Paris, le 29 décembre 2015.

Hommes libres imprégnés — en permanence — de l’esprit critique, Hocine Ait-Ahmed et Mohammed Harbi se sont beaucoup rencontrés ces vingt dernières années. Ils se sont beaucoup échangés sur la mise en perspective du mouvement national, sur la crise algérienne post-indépendance et sur L ’impasse des années quatre vingt-dix et deux mille.

Dire que les deux hommes étaient sur la même longueur d’ondes sur toutes les questions, toutes les thématiques, c’est occulter une facette de la relation qui les unit depuis les années du mouvement national.

Secret de polichinelle, Da L’Ho et Harbi ont divergé. Et à de multiples reprises. Qu’il s’agisse des questions inhérentes à la crise nationaliste d’avant-1954, de la conduite de la guerre d’indépendance ou de la crise de l’après-1962, les deux hommes ont développé parfois des points de vue/arguments aux antipodes les uns par rapports aux autres.

Reste que leurs différences dans L’interprétation/perception de tel fait et de telle séquence n’occultent en rien leur entente/accord sur l’essentiel : l’attachement à la démocratie et à la morale en politique, leur opposition de tous les instants à la rapine dans l’exercice de la politique.

Lorsque Ait-Ahmed s’éteint le 23 décembre 2015 à l’âge de 89 ans, Mohammed Harbi n’embarque pas à bord d’un TGV en partance pour Genève avant de rallier Lausanne.
Ce n’est pas l’envie qui lui manque, bien au contraire. Mais, cadet de Da L’Ho de sept ans seulement (1933), "Si Mohammed" n’est pas au summum de sa forme pour sacrifier à un aller-retour Paris-Genève. Pour autant, il tient à saluer une dernière fois un ami dont il a longtemps croisé le chemin.

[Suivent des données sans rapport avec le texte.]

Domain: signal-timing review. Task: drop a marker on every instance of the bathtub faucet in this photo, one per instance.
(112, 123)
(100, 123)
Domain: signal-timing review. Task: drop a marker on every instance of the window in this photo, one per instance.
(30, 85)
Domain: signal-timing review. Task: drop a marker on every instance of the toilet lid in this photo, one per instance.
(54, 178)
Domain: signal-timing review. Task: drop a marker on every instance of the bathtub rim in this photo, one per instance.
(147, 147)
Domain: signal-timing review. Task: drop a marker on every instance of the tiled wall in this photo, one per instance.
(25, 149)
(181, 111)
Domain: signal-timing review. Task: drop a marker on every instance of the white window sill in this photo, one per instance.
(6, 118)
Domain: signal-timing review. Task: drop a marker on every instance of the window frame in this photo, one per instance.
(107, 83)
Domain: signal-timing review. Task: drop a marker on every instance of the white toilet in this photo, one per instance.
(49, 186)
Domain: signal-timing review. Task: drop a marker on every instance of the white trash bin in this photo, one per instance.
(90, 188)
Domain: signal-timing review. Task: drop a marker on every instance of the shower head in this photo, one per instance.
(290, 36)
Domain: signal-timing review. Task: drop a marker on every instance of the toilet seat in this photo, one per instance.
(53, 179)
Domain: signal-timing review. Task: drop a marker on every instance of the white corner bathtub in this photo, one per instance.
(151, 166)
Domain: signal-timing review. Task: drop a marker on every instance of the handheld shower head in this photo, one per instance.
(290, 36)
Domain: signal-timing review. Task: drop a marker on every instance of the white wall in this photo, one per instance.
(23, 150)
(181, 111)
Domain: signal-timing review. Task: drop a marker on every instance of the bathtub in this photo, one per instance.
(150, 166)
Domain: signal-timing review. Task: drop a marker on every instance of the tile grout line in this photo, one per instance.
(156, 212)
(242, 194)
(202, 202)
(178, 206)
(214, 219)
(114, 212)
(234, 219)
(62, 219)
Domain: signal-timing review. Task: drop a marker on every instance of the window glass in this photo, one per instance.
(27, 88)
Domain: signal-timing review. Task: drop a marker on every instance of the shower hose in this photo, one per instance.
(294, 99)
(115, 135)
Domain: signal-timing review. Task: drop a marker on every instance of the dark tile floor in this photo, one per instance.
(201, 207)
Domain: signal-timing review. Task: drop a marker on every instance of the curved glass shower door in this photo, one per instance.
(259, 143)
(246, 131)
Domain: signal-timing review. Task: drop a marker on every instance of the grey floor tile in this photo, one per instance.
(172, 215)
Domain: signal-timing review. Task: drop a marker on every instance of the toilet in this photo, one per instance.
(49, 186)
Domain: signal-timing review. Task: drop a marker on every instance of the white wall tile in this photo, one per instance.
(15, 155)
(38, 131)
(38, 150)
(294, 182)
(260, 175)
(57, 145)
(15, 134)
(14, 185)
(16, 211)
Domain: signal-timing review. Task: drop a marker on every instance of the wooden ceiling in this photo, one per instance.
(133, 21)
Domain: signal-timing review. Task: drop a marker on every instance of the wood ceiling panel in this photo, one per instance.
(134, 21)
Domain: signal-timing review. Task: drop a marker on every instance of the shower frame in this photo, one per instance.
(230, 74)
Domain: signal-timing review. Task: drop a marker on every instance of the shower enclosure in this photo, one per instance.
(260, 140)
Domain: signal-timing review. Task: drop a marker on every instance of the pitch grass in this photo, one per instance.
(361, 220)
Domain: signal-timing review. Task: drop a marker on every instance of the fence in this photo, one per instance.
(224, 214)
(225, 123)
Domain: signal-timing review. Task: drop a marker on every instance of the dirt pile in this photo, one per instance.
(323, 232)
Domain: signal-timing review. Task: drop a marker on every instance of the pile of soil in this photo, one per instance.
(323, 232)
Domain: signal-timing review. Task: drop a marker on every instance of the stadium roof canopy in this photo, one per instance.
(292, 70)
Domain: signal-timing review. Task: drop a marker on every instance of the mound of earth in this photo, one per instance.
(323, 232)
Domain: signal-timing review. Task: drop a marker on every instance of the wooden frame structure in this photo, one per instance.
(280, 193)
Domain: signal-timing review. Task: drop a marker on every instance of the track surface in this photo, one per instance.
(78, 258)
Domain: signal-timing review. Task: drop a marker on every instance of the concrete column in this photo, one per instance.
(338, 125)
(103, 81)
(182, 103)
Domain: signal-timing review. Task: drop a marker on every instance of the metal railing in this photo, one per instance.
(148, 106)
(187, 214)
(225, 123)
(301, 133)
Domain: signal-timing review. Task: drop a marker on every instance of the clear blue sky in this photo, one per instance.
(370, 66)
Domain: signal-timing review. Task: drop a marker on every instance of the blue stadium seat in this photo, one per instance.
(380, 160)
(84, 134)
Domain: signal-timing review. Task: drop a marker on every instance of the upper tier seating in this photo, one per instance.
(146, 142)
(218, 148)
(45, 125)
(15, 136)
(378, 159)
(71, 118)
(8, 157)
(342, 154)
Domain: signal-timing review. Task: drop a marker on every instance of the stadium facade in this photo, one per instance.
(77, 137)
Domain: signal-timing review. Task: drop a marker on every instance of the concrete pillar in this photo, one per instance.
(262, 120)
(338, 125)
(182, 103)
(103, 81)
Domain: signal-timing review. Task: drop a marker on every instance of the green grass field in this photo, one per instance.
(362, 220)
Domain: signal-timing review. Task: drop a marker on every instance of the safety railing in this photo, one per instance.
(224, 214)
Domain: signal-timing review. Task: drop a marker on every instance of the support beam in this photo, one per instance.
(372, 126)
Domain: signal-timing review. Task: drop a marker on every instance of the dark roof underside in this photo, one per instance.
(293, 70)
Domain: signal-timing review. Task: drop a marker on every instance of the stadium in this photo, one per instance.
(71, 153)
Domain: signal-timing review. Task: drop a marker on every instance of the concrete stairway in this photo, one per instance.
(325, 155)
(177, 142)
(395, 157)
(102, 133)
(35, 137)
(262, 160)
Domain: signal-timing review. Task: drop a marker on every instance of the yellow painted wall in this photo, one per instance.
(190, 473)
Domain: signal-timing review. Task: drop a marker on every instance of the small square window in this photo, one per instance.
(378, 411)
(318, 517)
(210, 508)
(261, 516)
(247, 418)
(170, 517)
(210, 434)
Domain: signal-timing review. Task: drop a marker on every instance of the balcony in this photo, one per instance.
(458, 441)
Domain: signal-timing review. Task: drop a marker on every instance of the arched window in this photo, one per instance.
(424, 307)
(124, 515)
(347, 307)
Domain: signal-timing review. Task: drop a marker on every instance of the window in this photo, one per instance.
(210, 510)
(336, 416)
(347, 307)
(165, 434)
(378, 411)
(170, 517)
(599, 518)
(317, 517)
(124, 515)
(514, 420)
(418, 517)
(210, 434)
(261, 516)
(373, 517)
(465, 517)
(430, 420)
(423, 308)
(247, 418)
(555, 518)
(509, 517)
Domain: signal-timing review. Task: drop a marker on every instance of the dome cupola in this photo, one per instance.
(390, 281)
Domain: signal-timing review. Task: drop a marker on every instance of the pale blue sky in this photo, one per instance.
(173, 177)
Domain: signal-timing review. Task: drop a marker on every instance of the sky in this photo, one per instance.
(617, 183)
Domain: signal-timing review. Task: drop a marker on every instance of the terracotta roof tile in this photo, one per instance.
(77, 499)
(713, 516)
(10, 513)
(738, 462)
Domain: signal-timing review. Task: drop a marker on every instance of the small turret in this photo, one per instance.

Jeune militant PPA-MTLD, membre de la Fédération de France du FLN, directeur du cabinet civil de Krim Belkacem au ministère des Armées et au ministère des Affaires étrangères du GPRA (excusez une éventuelle confusion sur ce point), ambassadeur du GPRA en Guinée, membre — en qualité d’expert — de la délégation des négociateurs à Evian, Mohammed Harbi est également l’historien qui a fait valoir le mieux le parcours de HAA sur le temps long.

Faute de pouvoir se déplacer à Lausanne, le 29 décembre 2015, pour la soirée hommage à Da L’Ho, l’auteur de "FLN, mirage et réalité" prononce solennellement un "Adieu Hocine" au moyen d’un texte nécrologique lu en son nom pour la circonstance.

En attendant d’en dire plus dans la suite — prévue — de ses Mémoires, Harbi a tenu à saluer un parcours militant long de 75 ans (!!!) et saluer la mémoire d’un homme qui nous laisse "en legs sa ténacité dans le combat pour une Algérie démocratique".

Pour Hatbi, Hocine Ait-Ahmed s’est employé, une vie durant, "à déminer le champ politique". Un exercice qui n’était guère "une tâche aisée". Et l’historien de suggérer un hommage qui sied au défunt. "Continuons le déminage" d’un paysage politique miné par les dommages de la crise de l’été 1962 "en lui rendant hommage".